Discrete integral sliding mode control device and method of brain-controlled mobile robot

Technical Field

The invention relates to comprehensive application in the fields of human-computer interaction, robot technology, information technology and automatic control, in particular to a discrete integral sliding mode control device and method of a brain-controlled mobile robot.

Background

Wheeled mobile robots are an important application in the field of human-computer interaction. To improve mobility and quality of life in patients suffering from motor neuron diseases (e.g., amyotrophic lateral sclerosis, multiple sclerosis), researchers have developed brain-controlled mobile robotic systems based on brain-computer interface (BMI) technology. The brain-computer interface provides a direct real-time information exchange and control channel for the user and external physical equipment, and can directly decode the brain activity of the user from the neurophysiological signals into a control instruction for the external equipment. Electroencephalogram (EEG) -based brain-computer interface technology has been widely used to develop brain-controlled cursors, brain-controlled virtual keyboards, brain-controlled web browsing, brain-controlled artificial limbs, brain-controlled wheelchairs, brain-controlled vehicles, brain-controlled robots, and other systems.

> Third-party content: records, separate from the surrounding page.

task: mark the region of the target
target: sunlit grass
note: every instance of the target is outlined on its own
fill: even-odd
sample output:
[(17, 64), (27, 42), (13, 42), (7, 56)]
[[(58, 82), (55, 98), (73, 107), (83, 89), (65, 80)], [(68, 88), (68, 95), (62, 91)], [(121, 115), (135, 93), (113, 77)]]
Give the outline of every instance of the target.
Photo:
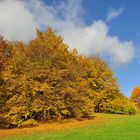
[[(94, 119), (81, 122), (59, 124), (51, 131), (7, 137), (7, 140), (140, 140), (140, 116), (95, 114)], [(77, 123), (77, 126), (72, 125)], [(81, 125), (80, 125), (81, 123)], [(53, 125), (53, 124), (52, 124)], [(28, 128), (30, 129), (30, 128)], [(31, 128), (32, 129), (32, 128)], [(36, 128), (37, 129), (37, 128)], [(14, 131), (14, 130), (13, 130)], [(24, 132), (24, 131), (23, 131)], [(1, 133), (1, 131), (0, 131)]]

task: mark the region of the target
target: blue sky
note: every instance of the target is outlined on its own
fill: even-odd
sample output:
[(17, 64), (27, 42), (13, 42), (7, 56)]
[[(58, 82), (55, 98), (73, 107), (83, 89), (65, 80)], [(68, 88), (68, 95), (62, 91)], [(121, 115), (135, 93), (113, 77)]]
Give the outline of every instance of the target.
[[(46, 2), (48, 3), (47, 0)], [(118, 78), (122, 92), (129, 97), (132, 89), (135, 86), (140, 86), (140, 19), (138, 18), (140, 1), (85, 0), (82, 4), (85, 9), (84, 18), (86, 24), (91, 24), (93, 20), (99, 19), (106, 21), (106, 15), (110, 8), (123, 9), (123, 12), (108, 22), (107, 25), (110, 28), (110, 35), (118, 36), (121, 41), (132, 40), (134, 42), (135, 56), (131, 62), (119, 67), (114, 67), (110, 64), (115, 71), (115, 76)]]
[(70, 49), (101, 55), (130, 96), (140, 85), (139, 0), (4, 0), (0, 1), (0, 34), (28, 42), (36, 28), (51, 26)]

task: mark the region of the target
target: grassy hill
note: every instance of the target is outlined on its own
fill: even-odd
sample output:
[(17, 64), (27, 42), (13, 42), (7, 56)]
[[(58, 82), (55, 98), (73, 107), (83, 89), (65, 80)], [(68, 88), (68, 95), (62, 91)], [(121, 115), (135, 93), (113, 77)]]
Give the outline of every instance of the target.
[(91, 120), (69, 120), (40, 124), (33, 128), (0, 130), (0, 139), (139, 140), (139, 130), (139, 115), (95, 114), (95, 118)]

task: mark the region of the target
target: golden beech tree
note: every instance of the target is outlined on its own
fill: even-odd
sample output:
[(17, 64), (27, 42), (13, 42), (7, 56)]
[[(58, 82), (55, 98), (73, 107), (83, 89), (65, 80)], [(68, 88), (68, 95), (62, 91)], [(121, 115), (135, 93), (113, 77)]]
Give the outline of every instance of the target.
[[(3, 127), (90, 117), (94, 111), (134, 113), (134, 106), (120, 94), (117, 79), (106, 62), (69, 50), (51, 28), (47, 32), (37, 30), (37, 37), (26, 45), (1, 42), (0, 48), (7, 48), (0, 52), (4, 60), (0, 60)], [(7, 52), (10, 55), (5, 55)]]
[(140, 109), (140, 86), (133, 89), (130, 99)]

The mobile robot has the characteristics of high maneuverability, strong traction and simple wheel configuration. The brain-controlled mobile robot is a system (which can complete manned tasks) in which a brain-controlled operator directly uses the brain to control the wheel type mobile robot to move straight and rotate through a brain-computer interface. The appearance and development of the robot greatly expand the activity space of a patient with limited limb movement, and simultaneously provide a novel control mode different from the traditional robot control mode for healthy users.

Researchers at millan et al first proposed electroencephalogram-based brain-controlled mobile robots in 2004, since which the brain-controlled mobile robots have been greatly developed. The key technology of the brain-controlled mobile robot system is the brain-computer interface technology and the control method of the system. The brain-computer interface technology finishes acquisition of electroencephalogram signals, preprocessing of data, feature extraction, classification and command quantization (command is controlled to a desired speed). The control method of the system is to complete the further processing and control realization of the desired speed.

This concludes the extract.